The Federal Office for the Protection of the Constitution also had a narrow network of CIs around the terrorist network responsible for the NSU murders and the murder of Kassel’s district president Walter Lübcke, people who are still being covered up and protected today. As President of the Office for the Protection of the Constitution, Hans-Georg Maassen had also met several times with high-ranking representatives of the extreme right Alternative for Germany (AfD) to advise them how to avoid being classified as right-wing extremists.
Two years ago, the Federal Office for the Protection of the Constitution classified the Sozialistische Gleichheitspartei (Socialist Equality Party, SGP) as “left-wing extremist,” justifying this exclusively because the SGP advocated a socialist programme and criticised capitalism. When the SGP filed a legal complaint against this, the Verfassungsschutz responded with an inflammatory diatribe against Marxism and every form of socialist, left-wing, and progressive thinking.

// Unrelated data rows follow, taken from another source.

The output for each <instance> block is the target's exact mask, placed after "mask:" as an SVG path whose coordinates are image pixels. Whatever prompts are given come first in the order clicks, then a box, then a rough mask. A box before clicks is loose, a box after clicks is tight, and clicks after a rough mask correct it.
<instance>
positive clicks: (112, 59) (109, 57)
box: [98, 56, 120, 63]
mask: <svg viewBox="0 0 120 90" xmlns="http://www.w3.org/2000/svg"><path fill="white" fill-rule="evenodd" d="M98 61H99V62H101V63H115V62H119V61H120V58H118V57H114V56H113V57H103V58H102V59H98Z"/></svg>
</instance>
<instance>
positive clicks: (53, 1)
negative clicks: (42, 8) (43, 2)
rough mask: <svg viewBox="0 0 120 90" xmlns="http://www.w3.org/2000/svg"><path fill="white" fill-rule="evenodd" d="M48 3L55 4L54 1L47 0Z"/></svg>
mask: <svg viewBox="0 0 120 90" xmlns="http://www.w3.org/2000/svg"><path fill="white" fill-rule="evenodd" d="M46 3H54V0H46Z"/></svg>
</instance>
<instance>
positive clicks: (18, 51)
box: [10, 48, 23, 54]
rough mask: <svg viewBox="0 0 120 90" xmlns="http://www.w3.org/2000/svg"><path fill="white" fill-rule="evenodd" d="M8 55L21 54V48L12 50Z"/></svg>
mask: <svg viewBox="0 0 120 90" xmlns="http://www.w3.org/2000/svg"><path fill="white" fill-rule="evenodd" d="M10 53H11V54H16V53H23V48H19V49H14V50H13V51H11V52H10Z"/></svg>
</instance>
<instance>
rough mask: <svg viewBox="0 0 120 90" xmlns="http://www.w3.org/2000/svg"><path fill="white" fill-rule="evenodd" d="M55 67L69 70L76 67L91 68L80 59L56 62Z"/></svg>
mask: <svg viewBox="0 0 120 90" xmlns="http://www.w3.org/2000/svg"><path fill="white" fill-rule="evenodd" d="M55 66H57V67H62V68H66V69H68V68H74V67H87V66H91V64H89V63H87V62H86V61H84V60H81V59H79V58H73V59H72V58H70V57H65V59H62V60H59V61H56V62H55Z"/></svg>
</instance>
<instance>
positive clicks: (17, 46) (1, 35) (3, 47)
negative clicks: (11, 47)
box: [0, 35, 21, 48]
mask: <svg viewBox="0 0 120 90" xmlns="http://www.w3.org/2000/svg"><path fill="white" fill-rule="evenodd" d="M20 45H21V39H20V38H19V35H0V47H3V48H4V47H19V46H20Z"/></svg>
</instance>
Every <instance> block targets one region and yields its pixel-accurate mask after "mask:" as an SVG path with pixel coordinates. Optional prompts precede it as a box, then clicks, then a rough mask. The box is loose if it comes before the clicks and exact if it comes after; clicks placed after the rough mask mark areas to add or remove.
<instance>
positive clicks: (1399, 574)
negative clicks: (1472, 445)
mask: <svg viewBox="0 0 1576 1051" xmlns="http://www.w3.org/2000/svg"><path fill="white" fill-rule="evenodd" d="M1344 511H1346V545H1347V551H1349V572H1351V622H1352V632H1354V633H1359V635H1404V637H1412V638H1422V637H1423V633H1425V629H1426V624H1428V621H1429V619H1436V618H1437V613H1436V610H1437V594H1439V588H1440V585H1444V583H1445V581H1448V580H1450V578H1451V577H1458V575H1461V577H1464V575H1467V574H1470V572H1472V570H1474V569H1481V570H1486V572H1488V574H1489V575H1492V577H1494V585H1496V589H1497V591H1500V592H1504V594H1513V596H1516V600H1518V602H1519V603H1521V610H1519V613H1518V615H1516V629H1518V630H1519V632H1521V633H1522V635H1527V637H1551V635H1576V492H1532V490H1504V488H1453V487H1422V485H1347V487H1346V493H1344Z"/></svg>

The legal response, written by a large law firm, did not accuse the SGP of illegal activities but justified its persecution based on its view of society, its Marxist stance on history, its political analyses and its socialist objectives. For example, the lawyers of the Office for the Protection of the Constitution declared that “arguing for a democratic, egalitarian, socialist society” ran “contrary to the central values of the Basic Law” (the German Constitution).
The SGP declared at the time, “With its attack on the SGP, this criminal government agency wants to set a precedent for a new kind of legal prosecution of thought crimes that would provide the basis for the prosecution of anyone who criticises the current reactionary social and political situation.” The SGP warned, “If the right-wing conspiracy in the state apparatus is not stopped and the SGP is not defended, the dam will be broken for even more far-reaching measures.” This has now been confirmed.
At that time, we appealed “to all those who want to defend democratic rights and oppose the growth of the right: Protest against the attack of the Verfassungsschutz and defend the SGP.” We demanded, “the Verfassungsschutz cease the surveillance of the SGP and all other left-wing organizations and that this right-wing hotbed of anti-democratic conspiracies be dissolved.”
The SGP reiterates its demand for the dissolution of the Verfassungsschutz and advocates that “Ende Gelände” be removed from the report of the Berlin secret service.